Due Date: 11/13 at midnight
Implement the following approaches and compare their performance:
- CPU Reduction
- take various operators (sum, product, min, max)
- GPU Reduction
- shared memory
- multi-kernel, handle arrays > 2x shared mem size (> 2048)
- GPU Reduction w/ less Thread Divergence
- CPU Histogram
- GPU Histogram - non-strided
- GPU Histogram - strided
For both algorithms you should collect timing data and analyze the results for increasing array sizes. That is, at what point does each optimization pay off? You only need to compare within an algorithms (1 v 2 v 3) and not across.

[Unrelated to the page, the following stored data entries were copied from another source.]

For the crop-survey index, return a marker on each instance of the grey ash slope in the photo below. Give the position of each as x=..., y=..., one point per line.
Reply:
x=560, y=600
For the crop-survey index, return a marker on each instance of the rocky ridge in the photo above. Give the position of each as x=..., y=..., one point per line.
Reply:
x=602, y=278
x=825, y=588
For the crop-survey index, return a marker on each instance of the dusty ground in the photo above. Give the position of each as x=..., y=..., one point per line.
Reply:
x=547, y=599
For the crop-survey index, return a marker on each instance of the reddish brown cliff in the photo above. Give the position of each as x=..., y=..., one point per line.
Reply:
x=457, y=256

- What went well with this assignment?
- What was difficult?
- How would you approach differently?
- Anything else you want me to know?
[ ] Code (1-6) [ ] Performance (table, graph) [ ] Reflection [ ] Peer feedback
If you encounter errors, I recommend two approahces:
-
Adding print statements both inside your kernel function as well as outside. This can include:
printf("%s\n", cudaGetErrorString(cudaGetLastError()));
to catch any cuda errors. -
You can check to make sure that you code is not accessing unallocated memory by utilizing NVIDIA's memory sanitizer tool. You can run it ok
keroppi
using the following line.compute-sanitizer --tool memcheck ./your_cuda_executable_not_source
To update this assignment as changes are made, a new PR will be generated. You can find the tab here. On that page you can merge the pull request to get the update instructions. This may invovle rebasing or merging your contributions, reach out if you need help with this.
After the assignment is due, you will be randomly assigned to review another student's submission. This will be as a pull request (PR). One is already opened by default (PR #1) so you can leave your comments there. You should look at the results, explanations, code, etc for understandability, readability, style, etc and provide any constructive or positive insights. This peer feedback is due one week after the assignment closes.
- Calculate occupancy (see old calculators)
- 2 v 3
- 5 v 6
- Implement histogram on GPU without atomics; is it faster?